Lo primero que vemos es que un equipo como el Asus, con un precio objetivo por debajo de los 1.000 euros, ofrece unos resultados gráficos sorprendentes que, hoy por hoy, muchos equipos de sobremesa no son capaces de entregar. De hecho, repasando nuestra base de datos, comprobamos que son las cifras más altas que nunca hemos logrado en un portátil en el apartado gráfico, lo que nos da una idea de a qué nos enfrentamos: potencia suficiente para jugar a los últimos títulos, y potencia gráfica suficiente para las aplicaciones más exigentes en este aspecto.

 

Lo que sí observamos es una bajada drástica de las prestaciones al desconectar la corriente, algo lógico. Aun así, el motor gráfico ATI Radeon HD 3200 integrado en el chipset 780G ofrece resultados que triplican los obtenidos por los motores integrados de Intel, e incluso se igualan o superan a los chips gráficos de empresas como Nvidia que hemos visto hasta la fecha integrados en los portátiles.

 

Ahorro de energía y disipación

Y todo ello a cambio de reducir el consumo energético. En el caso concreto del Asus, además de contar con una versión de los controladores de ATI capaz de conmutar manualmente entre el motor gráfico integrado o la combinación de ambos, pudimos medir su autonomía con el Battery Eater Pro: nada menos que 104 minutos, una cifra destacada para esta prueba que es realmente exigente con el equipo, y que dilapida la energía al desactivar cualquier ahorro de energía y someter a las CPU y GPU a un trabajo permanente hasta el agotamiento de la carga.

 

Respecto a la disipación de calor, tenemos opiniones encontradas.
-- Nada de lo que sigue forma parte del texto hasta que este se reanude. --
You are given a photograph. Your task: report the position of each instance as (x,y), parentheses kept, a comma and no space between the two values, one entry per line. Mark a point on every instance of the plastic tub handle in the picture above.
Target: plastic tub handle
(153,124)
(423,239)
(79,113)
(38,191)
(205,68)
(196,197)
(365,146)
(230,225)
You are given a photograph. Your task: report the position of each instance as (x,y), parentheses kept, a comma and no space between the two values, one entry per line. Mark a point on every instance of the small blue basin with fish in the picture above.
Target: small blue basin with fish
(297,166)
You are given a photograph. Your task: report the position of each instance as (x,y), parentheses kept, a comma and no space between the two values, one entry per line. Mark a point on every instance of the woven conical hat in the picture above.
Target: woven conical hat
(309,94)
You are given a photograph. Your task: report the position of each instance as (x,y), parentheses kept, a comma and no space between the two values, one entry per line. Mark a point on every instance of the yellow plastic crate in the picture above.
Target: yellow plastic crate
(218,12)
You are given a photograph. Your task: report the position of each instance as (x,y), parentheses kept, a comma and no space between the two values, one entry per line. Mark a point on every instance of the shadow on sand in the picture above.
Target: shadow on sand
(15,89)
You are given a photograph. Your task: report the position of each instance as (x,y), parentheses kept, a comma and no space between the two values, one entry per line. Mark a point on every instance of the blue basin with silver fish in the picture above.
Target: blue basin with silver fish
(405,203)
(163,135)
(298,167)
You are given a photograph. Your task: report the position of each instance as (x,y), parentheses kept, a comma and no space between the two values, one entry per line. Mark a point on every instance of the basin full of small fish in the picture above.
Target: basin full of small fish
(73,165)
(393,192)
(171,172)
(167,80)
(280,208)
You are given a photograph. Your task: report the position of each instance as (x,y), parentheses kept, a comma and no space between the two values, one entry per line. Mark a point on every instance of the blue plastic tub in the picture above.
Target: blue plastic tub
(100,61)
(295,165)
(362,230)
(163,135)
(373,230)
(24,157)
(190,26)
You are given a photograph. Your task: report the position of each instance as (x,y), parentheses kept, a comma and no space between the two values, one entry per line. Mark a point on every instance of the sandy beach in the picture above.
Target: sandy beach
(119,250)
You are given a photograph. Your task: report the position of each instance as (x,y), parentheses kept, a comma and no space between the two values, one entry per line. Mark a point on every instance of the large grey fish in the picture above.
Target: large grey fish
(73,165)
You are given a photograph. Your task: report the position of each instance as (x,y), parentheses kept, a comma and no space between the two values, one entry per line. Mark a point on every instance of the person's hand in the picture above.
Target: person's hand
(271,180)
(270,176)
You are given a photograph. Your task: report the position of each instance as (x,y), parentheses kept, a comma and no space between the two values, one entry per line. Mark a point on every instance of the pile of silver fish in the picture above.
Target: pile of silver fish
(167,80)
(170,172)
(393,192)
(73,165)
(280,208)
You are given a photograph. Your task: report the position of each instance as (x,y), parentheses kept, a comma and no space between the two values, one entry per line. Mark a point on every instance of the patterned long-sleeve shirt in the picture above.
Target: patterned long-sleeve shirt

Siempre teniendo en cuenta que existen grandes diferencias de unos fabricantes a otros por el diseño elegido por cada uno, hemos observado un calentamiento medio inferior, pero, en zonas concretas, realmente elevado.

 

El hecho de integrar y exprimir dos motores gráficos, situados muy cerca del procesador, hace que en el Asus llegásemos a medir 48ºC en un mismo punto de su parte inferior, cifra que en el Acer alcanzó los 51ºC. Como siempre, estas medidas fueron tomadas tras dos horas de trabajo intensivo, por lo que en la práctica probablemente no llegarán a tanto. Aun así, ahí están, y se encuentran en línea con las que hemos podido medir en el pasado en otros equipos con AMD o Intel dotados de gráficos dedicados.